Mediapart donne la parole à Fouzy Mathey vice-présidente de l’association Repairs 94, antenne dans le Val-de-Marne de Repairs!, un réseau d’entraide aux sortants organisé par des anciens de l’ASE, et ayant participé aux consultations menées dans le cadre de l’élaboration de la loi : «C’est une loi indigne qui n’est même pas conforme à la convention de New York sur les droits de l’enfant, car il établit une hiérarchie entre eux » dénonce-t-elle . « On voit bien que la cible de cet amendement, c’est d’exclure les mineurs non accompagnés. Mais en plus, les départements vont être fortement tentés de substituer ce nouveau contrat aux contrats jeunes majeurs ». Le revirement de dernière minute de la majorité a provoqué des remous jusqu’au sein du groupe LREM précise Médiapart. Ainsi Perrine Goulet ne comprend pas l’attitude du gouvernement. « Aucune discussion n’a été entreprise avec les députés, y compris avec celles et ceux de la commission des affaires sociales ».

« Brigitte Bourguigon ne décolère pas »

Médiapart a interrogée la présidente de la commission des affaires sociale à l’Assemblée (qui est aussi présidente du Haut Conseil du Travail Social) :  « On peut m’accuser de beaucoup de choses, mais pas de dénaturer le texte que je porte depuis le mois de juin. Je suis blessée, c’est dégueulasse quand on me dit que je tourne le dos à ces jeunes.» dit-elle. Elle reconnaît une part de responsabilité dans la modification de l’article 1. Mais, se défend-elle, aujourd’hui, l’obligation existe toujours : «C’est écrit noir sur blanc !» . Concernant les conditions d’accès imposées par l’amendement, elle déclare, amère : «Ce n’est pas moi qui l’ai inscrite. Je n’étais pas spécialement pour. Mais c’est ainsi…». « On n’en restera pas là », promet-elle. Elle a comme levier pour faire évoluer le dispositif  la mission parlementaire qu’elle mène sur les jeunes majeurs vulnérables et dont le rapport doit être rendu en juin.

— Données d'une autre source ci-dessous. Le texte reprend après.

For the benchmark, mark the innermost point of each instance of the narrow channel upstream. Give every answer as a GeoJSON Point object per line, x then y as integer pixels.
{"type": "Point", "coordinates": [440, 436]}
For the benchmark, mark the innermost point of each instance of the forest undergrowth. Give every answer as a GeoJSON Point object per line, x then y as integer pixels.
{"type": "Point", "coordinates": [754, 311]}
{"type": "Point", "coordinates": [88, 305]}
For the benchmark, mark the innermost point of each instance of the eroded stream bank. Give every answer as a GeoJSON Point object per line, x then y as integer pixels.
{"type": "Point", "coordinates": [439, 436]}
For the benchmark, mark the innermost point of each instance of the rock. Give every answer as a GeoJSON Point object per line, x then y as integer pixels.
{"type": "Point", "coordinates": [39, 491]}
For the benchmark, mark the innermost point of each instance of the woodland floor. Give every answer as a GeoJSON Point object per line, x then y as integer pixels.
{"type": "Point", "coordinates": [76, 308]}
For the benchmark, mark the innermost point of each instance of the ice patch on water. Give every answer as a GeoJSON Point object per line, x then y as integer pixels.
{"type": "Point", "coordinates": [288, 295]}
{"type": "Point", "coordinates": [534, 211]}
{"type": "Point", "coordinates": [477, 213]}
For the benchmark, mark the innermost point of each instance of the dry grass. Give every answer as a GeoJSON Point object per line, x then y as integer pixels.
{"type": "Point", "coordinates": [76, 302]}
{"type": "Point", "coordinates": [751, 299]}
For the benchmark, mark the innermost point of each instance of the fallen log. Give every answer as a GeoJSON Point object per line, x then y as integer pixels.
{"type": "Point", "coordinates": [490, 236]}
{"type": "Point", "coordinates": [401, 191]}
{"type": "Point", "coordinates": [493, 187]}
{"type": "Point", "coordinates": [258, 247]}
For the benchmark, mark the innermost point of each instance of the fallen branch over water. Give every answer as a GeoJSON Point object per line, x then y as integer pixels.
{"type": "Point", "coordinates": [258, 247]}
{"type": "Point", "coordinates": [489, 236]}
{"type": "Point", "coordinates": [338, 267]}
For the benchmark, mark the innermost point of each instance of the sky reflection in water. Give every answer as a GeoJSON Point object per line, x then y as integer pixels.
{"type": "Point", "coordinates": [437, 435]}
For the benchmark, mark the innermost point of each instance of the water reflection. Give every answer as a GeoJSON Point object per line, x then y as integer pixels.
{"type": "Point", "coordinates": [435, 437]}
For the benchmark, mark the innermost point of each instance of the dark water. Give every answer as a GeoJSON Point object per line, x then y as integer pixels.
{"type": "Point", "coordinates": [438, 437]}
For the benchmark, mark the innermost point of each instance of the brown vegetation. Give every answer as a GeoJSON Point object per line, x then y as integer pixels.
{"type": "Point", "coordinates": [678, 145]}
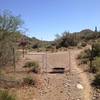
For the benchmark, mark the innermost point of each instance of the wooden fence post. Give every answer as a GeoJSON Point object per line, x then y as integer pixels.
{"type": "Point", "coordinates": [14, 60]}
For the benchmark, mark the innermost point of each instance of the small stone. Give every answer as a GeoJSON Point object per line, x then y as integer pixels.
{"type": "Point", "coordinates": [79, 86]}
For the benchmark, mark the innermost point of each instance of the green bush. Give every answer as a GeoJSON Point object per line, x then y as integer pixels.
{"type": "Point", "coordinates": [4, 95]}
{"type": "Point", "coordinates": [33, 65]}
{"type": "Point", "coordinates": [96, 81]}
{"type": "Point", "coordinates": [83, 44]}
{"type": "Point", "coordinates": [96, 49]}
{"type": "Point", "coordinates": [28, 81]}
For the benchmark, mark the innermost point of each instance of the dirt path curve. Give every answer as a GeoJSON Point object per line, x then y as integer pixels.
{"type": "Point", "coordinates": [64, 86]}
{"type": "Point", "coordinates": [83, 76]}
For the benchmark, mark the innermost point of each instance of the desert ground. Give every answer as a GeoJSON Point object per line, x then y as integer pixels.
{"type": "Point", "coordinates": [72, 84]}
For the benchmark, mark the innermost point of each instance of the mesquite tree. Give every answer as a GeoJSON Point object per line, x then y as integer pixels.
{"type": "Point", "coordinates": [9, 26]}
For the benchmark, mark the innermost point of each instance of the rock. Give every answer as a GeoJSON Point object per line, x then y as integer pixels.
{"type": "Point", "coordinates": [79, 86]}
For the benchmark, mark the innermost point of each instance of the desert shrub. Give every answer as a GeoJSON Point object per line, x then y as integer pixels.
{"type": "Point", "coordinates": [28, 81]}
{"type": "Point", "coordinates": [83, 44]}
{"type": "Point", "coordinates": [96, 49]}
{"type": "Point", "coordinates": [96, 81]}
{"type": "Point", "coordinates": [82, 55]}
{"type": "Point", "coordinates": [4, 95]}
{"type": "Point", "coordinates": [33, 65]}
{"type": "Point", "coordinates": [96, 65]}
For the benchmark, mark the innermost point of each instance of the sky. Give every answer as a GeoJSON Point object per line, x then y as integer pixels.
{"type": "Point", "coordinates": [44, 19]}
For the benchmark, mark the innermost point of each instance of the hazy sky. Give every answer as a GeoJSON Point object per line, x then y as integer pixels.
{"type": "Point", "coordinates": [45, 18]}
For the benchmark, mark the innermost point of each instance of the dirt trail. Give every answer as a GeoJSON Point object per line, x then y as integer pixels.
{"type": "Point", "coordinates": [56, 86]}
{"type": "Point", "coordinates": [64, 86]}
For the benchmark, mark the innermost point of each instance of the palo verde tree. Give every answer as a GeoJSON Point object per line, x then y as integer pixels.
{"type": "Point", "coordinates": [9, 27]}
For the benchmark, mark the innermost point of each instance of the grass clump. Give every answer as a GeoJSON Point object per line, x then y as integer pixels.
{"type": "Point", "coordinates": [4, 95]}
{"type": "Point", "coordinates": [96, 81]}
{"type": "Point", "coordinates": [28, 81]}
{"type": "Point", "coordinates": [33, 65]}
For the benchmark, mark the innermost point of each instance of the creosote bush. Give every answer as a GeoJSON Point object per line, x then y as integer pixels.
{"type": "Point", "coordinates": [33, 65]}
{"type": "Point", "coordinates": [4, 95]}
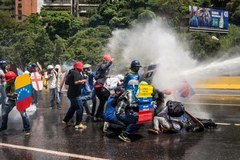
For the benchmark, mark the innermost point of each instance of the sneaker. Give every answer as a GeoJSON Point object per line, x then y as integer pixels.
{"type": "Point", "coordinates": [153, 131]}
{"type": "Point", "coordinates": [2, 129]}
{"type": "Point", "coordinates": [63, 122]}
{"type": "Point", "coordinates": [124, 137]}
{"type": "Point", "coordinates": [105, 127]}
{"type": "Point", "coordinates": [27, 132]}
{"type": "Point", "coordinates": [80, 126]}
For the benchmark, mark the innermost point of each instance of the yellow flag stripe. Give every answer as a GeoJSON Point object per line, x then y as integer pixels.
{"type": "Point", "coordinates": [22, 80]}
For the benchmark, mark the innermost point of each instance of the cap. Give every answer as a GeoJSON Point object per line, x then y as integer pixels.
{"type": "Point", "coordinates": [78, 65]}
{"type": "Point", "coordinates": [87, 65]}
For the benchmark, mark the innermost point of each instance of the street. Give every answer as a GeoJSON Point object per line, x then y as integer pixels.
{"type": "Point", "coordinates": [50, 139]}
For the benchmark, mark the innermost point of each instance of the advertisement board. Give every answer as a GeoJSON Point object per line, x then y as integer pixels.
{"type": "Point", "coordinates": [208, 20]}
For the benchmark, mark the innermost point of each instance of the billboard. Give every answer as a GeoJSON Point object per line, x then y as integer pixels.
{"type": "Point", "coordinates": [208, 20]}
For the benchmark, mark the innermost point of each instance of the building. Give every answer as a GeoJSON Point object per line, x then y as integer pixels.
{"type": "Point", "coordinates": [77, 7]}
{"type": "Point", "coordinates": [25, 8]}
{"type": "Point", "coordinates": [8, 6]}
{"type": "Point", "coordinates": [19, 9]}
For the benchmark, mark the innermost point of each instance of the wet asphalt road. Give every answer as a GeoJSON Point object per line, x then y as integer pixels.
{"type": "Point", "coordinates": [49, 139]}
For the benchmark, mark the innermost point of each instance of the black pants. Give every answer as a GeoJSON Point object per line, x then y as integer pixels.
{"type": "Point", "coordinates": [102, 94]}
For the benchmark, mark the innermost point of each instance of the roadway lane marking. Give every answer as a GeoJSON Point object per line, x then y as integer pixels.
{"type": "Point", "coordinates": [228, 124]}
{"type": "Point", "coordinates": [224, 124]}
{"type": "Point", "coordinates": [213, 104]}
{"type": "Point", "coordinates": [64, 154]}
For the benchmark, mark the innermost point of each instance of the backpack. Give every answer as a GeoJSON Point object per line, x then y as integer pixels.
{"type": "Point", "coordinates": [69, 79]}
{"type": "Point", "coordinates": [175, 108]}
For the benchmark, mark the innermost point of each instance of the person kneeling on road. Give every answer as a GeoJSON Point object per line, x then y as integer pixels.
{"type": "Point", "coordinates": [127, 114]}
{"type": "Point", "coordinates": [110, 111]}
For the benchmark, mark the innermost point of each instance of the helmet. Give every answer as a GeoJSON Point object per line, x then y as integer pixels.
{"type": "Point", "coordinates": [119, 89]}
{"type": "Point", "coordinates": [120, 77]}
{"type": "Point", "coordinates": [57, 66]}
{"type": "Point", "coordinates": [50, 67]}
{"type": "Point", "coordinates": [135, 63]}
{"type": "Point", "coordinates": [106, 57]}
{"type": "Point", "coordinates": [10, 75]}
{"type": "Point", "coordinates": [78, 65]}
{"type": "Point", "coordinates": [3, 62]}
{"type": "Point", "coordinates": [87, 65]}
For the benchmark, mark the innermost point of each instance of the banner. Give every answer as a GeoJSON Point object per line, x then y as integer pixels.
{"type": "Point", "coordinates": [208, 20]}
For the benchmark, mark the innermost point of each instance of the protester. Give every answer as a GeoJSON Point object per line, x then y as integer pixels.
{"type": "Point", "coordinates": [3, 95]}
{"type": "Point", "coordinates": [33, 68]}
{"type": "Point", "coordinates": [75, 81]}
{"type": "Point", "coordinates": [101, 92]}
{"type": "Point", "coordinates": [60, 79]}
{"type": "Point", "coordinates": [127, 114]}
{"type": "Point", "coordinates": [132, 74]}
{"type": "Point", "coordinates": [110, 117]}
{"type": "Point", "coordinates": [11, 102]}
{"type": "Point", "coordinates": [51, 77]}
{"type": "Point", "coordinates": [88, 89]}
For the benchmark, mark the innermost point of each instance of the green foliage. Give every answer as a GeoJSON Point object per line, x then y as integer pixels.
{"type": "Point", "coordinates": [6, 21]}
{"type": "Point", "coordinates": [56, 36]}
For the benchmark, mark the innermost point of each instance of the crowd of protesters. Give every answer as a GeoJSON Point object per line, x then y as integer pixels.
{"type": "Point", "coordinates": [115, 102]}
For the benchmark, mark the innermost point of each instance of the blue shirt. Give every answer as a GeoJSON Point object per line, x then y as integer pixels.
{"type": "Point", "coordinates": [130, 76]}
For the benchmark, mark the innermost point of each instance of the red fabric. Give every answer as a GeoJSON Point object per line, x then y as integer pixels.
{"type": "Point", "coordinates": [24, 104]}
{"type": "Point", "coordinates": [107, 57]}
{"type": "Point", "coordinates": [78, 65]}
{"type": "Point", "coordinates": [144, 116]}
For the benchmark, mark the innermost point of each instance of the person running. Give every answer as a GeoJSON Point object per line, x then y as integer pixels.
{"type": "Point", "coordinates": [51, 77]}
{"type": "Point", "coordinates": [11, 102]}
{"type": "Point", "coordinates": [101, 92]}
{"type": "Point", "coordinates": [75, 81]}
{"type": "Point", "coordinates": [3, 95]}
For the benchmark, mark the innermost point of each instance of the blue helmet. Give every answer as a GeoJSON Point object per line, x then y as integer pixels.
{"type": "Point", "coordinates": [3, 62]}
{"type": "Point", "coordinates": [135, 63]}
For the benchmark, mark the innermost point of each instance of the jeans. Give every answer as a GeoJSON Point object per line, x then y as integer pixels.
{"type": "Point", "coordinates": [85, 98]}
{"type": "Point", "coordinates": [34, 96]}
{"type": "Point", "coordinates": [54, 96]}
{"type": "Point", "coordinates": [3, 96]}
{"type": "Point", "coordinates": [102, 94]}
{"type": "Point", "coordinates": [94, 102]}
{"type": "Point", "coordinates": [130, 120]}
{"type": "Point", "coordinates": [7, 109]}
{"type": "Point", "coordinates": [75, 106]}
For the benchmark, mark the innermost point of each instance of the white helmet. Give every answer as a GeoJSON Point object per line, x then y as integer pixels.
{"type": "Point", "coordinates": [50, 67]}
{"type": "Point", "coordinates": [57, 66]}
{"type": "Point", "coordinates": [120, 77]}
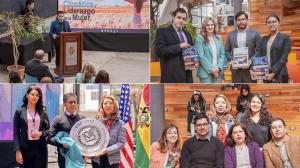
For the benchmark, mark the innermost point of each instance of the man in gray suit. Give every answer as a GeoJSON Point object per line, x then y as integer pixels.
{"type": "Point", "coordinates": [242, 36]}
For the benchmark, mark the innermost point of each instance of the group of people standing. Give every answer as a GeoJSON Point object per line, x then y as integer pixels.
{"type": "Point", "coordinates": [213, 57]}
{"type": "Point", "coordinates": [33, 131]}
{"type": "Point", "coordinates": [256, 139]}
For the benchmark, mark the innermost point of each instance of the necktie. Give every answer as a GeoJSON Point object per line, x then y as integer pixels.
{"type": "Point", "coordinates": [181, 37]}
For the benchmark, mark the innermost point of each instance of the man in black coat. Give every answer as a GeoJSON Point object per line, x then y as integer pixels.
{"type": "Point", "coordinates": [169, 44]}
{"type": "Point", "coordinates": [36, 68]}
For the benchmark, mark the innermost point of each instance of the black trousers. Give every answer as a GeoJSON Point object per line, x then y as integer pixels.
{"type": "Point", "coordinates": [57, 52]}
{"type": "Point", "coordinates": [104, 163]}
{"type": "Point", "coordinates": [36, 156]}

Les principaux aspects  du projet de loi voté en première lecture

Au final la proposition de loi votée mardi en 1ère lecture obligerait tous les départements à délivrer un «Contrat d’Accès à l’Autonomie» à tout jeune vulnérable confié à l’ASE qui le demande. Ce contrat, différent du contrat jeune majeur, propose de garantir l’accès du jeune à un logement ou un hébergement correspondant à ses besoins avec l’appui logistique et/ou financier du conseil départemental.  Il propose également d’accompagner le jeune dans ses démarches d’accès aux droits comme l’aprentissage   ou le dispositif « garantie jeunes », jusqu’à ses 21 ans. Pour cela il devra mobiliser davantage les services déconcentrés de l’Etat afin de favoriser l’accès aux droits communs du jeune confié à l’Aide Sociale à l’Enfance (logement formation, santé…) Il porte de 12 à 60 millions d’euros le budget annuel alloué à la mise en place de ces contrats d’accès à l’autonomie pour accompagner les jeunes via les départements. Mais ces avancées sont en deça ce que les représentants des jeunes majeurs et les acteurs du travail social pouvaient espérer. Ils craignent aussi à terme un report des contrats jeunes majeurs vers les contrats d’accès à l’autonomie qui demandent moins de moyens ainsi que le refus d’aider les jeunes arrivés à l’ASE après  leur 16ème année. « C’est une première avancée et le travail continue ! » précise dans un tweet Brigitte Bourguignon

Pour vous faire votre opinion vous pouvez télécharger ici le projet de loi tel qu’il a été voté par l’Assemblée et télécharger ici le texte initial issu de la commission des affaires sociales de l’Assemblée Nationale

Le texte qui n’est pas définitif  doit maintenant aller au Sénat.